Yoksa ‘tek parti rejimi’ne özlem duyduğu sonucu çıkar ki, ‘CeHaPe zihniyeti’ diye kötülediği şey bu.
Demokratik gelişme sürecimiz, mutlakiyetçi padişahlık idaresinden onu anayasa ve meclisle sınırlandıran meşrutiyet rejimine, oradan da tek parti dönemi ve çok partili sisteme doğru ilerledi. Binbir mücadeleyle...
Çok partili sisteme geçişe CHP bile direnemedi. Önünü, ‘tek adam’ İnönü açtı.
Erdoğan, milletimizin tek parti rejimine geri gitmek, demokratikleşme tarihimizi tek adamcılığa doğru terse cevirmek istediğini söylemiş olamaz.
Darbe yönetimleri bile bunu başaramadı. Sandığı ve çok partili seçimleri milletin önüne geri koymak zorunda kaldılar.
Dolayısıyla Cumhurbaşkanı’nın kastı, çok partili demokrasiden tek partili rejime geri dönmek ve bununla övünmek değildir.
Yalnız, muhalefetin parlamenter sisteme dönüş çağrısını, tek başlılık sisteminden çok başlılığa geri dönmek gibi gördüğü açık. Ve bunu niye tehlikeli bulduğunu ifade ediyor.
“Devlet idaresine istikrarı getirdik” cümlesi de bunu vurgulamıyor mu?
Fakat şu anda iktidarda tek parti yönetimimi var?
Koalisyon dönemleri geride kaldıysa AK Parti, MHP ile niye seçim ittifakı kuruyor?
Perinçek’in Vatan Partisi, iktidara dışarıdan destek veren ortak rolü oynarken kendi kendine mi gelin güvey oluyor?

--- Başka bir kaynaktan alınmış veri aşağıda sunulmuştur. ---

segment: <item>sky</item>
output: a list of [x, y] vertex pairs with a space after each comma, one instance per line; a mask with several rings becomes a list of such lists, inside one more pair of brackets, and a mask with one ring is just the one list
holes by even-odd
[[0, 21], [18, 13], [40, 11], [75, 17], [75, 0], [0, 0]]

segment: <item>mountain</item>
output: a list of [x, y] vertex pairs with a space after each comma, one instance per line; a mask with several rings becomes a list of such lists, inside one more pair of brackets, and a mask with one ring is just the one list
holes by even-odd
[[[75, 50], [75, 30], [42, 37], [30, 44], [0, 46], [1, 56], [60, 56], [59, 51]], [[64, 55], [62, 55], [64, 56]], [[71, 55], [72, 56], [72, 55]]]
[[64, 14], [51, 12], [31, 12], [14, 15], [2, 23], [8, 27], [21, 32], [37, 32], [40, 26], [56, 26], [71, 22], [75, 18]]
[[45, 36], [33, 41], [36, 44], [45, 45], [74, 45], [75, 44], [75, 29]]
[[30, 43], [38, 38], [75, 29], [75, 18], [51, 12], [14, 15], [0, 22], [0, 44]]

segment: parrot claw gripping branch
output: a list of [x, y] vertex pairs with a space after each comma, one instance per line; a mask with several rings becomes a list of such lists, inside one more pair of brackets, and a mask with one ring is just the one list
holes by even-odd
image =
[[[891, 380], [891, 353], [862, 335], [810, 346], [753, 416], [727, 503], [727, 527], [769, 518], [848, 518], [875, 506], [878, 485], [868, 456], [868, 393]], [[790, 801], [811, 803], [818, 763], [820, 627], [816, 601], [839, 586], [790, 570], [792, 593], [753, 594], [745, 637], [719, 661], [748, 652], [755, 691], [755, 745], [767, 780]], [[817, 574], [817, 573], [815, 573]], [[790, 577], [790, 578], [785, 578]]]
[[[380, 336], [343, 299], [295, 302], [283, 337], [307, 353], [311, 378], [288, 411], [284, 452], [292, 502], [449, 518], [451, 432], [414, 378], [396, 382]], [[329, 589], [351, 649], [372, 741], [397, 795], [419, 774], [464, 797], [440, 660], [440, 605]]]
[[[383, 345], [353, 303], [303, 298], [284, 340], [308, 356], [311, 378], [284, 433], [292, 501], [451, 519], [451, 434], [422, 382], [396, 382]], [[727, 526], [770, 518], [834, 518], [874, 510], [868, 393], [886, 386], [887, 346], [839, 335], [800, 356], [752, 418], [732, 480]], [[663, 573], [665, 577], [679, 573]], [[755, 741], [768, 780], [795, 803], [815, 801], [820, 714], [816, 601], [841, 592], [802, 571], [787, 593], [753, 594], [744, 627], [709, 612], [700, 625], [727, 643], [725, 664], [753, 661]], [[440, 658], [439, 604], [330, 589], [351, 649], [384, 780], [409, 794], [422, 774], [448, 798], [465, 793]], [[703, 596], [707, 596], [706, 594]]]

Ayrıca İYİ Parti ile Saadet’i Cumhur İttifakına katma ihtiyacı nereden doğdu?
Çalkantılı, bunalımlı ve istikrarsız 90’lı yıllarda bile en fazla üç partili koalisyonlar görüldü.
Onlar çok başlıydı, millete huzur vermiyordu da beş partili ittifak mı tek başlı oluyor, millete huzur ve devlete istikrar sağlıyor?
Cumhurbaşkanlığı sistemi, koalisyonları bitirme vaadini yerine getiremedi. Yetkileri tek elde toplarken tek partinin iktidara gelme ihtimalini de bitirdi.
Sistem, cumburbaşkanını tek yetkili yaptı ama bu tekelini çok ortakla paylaşmaya da muhtaç ve mahkum etti.
Kaldı ki emniyet müdürünün İçişleri Bakanı’na meydan okuması, Bakan’ın İstanbul emniyetine söz geçirememekten yakınması, Adalat Bakanı’yla İçişleri Bakanı’nın örtük suçlamalarla atışması, bakan ve bürokratların birbirleriyle ters düşüp sürtüşmesi ancak koalisyonlarda mümkün olurdu.
İttifak partileri arasındaki görüş ayrılıklarını bırakın, bu tür çatışma ve gerginliklere artık AK Parti içinde rastlanıyor. Ayyuka çıktı, bütün cihan biliyor.
Bilmezden gelerek nereye kadar!
Nankörlük ve intihar
Cumhurbaşkanı, yine TRT yayınında, salgın dönemi çiftçiye, esnafa, işsize, fakir fukara ve garip gurebadan 7 milyon haneye yaptıkları devlet yardımından bahsetti. Bunları yetersiz bulanlara da “Nankörlüğün boyutu yok” diye tepki gösterdi.
Yazıya oturduğum sırada ise bir haber düştü önüme.
Mersin Akdeniz’de yaşanan kahredici bir intihar vakası, belediye meclisine taşınmış.
Muhalefet, dara düşenlerin çıkmazına ve yoksullaşmanın acı boyutlarına dikkat çekmiş.
Habere göre, AK Partili Başkan Mustafa Gültak’ın itirazı ise şöyle olmuş:
“Türkiye’de ilk kez intihar olmuyor. Kesinlikle fakirlikten intihar olmaz. O zaman memleketin yarısının, dünyanın hepsinin intihar etmesi gerekir. Hindistan’ın yüzde 80’i fakir, Pakistan, Afganistan, Afrika’ya gidin hepsi fakir. İsveç, Norveç, Danimarka dünyada en çok intihar eden ülkeler. Neden intihar ediyorlar, parasızlıktan mı?...”
Bir yanda, ekonomik sıkıntıdan şikayet edenlere nankörlük tepkisi...
Bir yanda da “Parasızlıktan intihar edilse memleketin yarısı etmişti” anlamına gelen bir iktidar savunması...
Ve her ikisinde kendini ele veren iç tutarsızlıklar...
Üstüne söylenecek söz yok. Fotoğraf, durumu fazlasıyla anlatıyor.